The Internationalization of a German University: English Language Master's Programs, the State, and the New Nationalism
Global Education Colloquium
December 16, 2014
Roger Geertz Gonzalez, Ph.D., Drexel University
This preliminary study identifies why the University of Hamburg in Germany has developed English taught Master’s programs via a case study that includes interviews, collection of documents, and observations. Since 2011, Germany has increased its Master's programs taught in English by 11%. Some of these programs include: business, economics, physics, and engineering. The University of Hamburg, founded in 1919, is a large, urban public university with 44,800 students. It currently offers 18 English Master's programs and 10 combined English/German Master's programs. In 2011, it was awarded an internationalization certificate by the German Rectors' Conference, a voluntary group consisting of state and state-related universities.

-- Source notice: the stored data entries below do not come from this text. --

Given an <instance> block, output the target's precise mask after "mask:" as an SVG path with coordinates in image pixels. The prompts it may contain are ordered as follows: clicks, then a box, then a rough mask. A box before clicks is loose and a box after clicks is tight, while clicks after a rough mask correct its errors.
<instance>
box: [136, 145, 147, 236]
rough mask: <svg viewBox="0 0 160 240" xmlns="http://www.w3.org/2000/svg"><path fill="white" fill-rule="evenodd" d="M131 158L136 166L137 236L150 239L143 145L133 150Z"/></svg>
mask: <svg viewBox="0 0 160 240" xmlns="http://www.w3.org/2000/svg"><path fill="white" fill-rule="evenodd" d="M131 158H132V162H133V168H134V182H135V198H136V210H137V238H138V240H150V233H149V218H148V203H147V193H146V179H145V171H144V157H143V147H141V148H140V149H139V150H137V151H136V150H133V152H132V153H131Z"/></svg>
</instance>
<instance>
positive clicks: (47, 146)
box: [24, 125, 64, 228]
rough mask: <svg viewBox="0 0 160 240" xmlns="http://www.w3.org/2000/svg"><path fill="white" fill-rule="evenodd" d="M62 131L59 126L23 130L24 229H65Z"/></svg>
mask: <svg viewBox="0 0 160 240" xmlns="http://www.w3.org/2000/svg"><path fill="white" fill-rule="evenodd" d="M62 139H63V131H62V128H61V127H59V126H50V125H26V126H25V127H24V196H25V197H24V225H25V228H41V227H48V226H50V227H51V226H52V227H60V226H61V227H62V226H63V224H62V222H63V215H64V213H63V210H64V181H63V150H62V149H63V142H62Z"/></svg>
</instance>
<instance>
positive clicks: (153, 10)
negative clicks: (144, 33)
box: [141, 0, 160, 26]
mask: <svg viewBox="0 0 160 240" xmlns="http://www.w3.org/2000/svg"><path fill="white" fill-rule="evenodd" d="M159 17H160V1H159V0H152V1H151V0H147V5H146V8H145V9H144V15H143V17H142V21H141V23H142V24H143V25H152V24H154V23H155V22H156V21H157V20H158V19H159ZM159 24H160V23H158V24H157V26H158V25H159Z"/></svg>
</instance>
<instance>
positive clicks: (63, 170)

The goal of this preliminary research is to determine: if the states of Hamburg and Germany incentivize the increase in English taught Master's programs, how do faculty, staff and students perceive this programs taught in English as opposed to German, and what are the goals for these programs in light of internationalization efforts on campus
About the Speaker
Roger Geertz Gonzalez is an Associate Clinical Professor of Higher Education at Drexel University. His research focuses on: college student civic engagement, comparative higher education access, and college student ethnic identity. The areas of his focus include: Europe, Latin America, North America, Japan, and Oceania. The specific research methods he incorporates are: ethnography, historical, phenomenology, case study, and political science.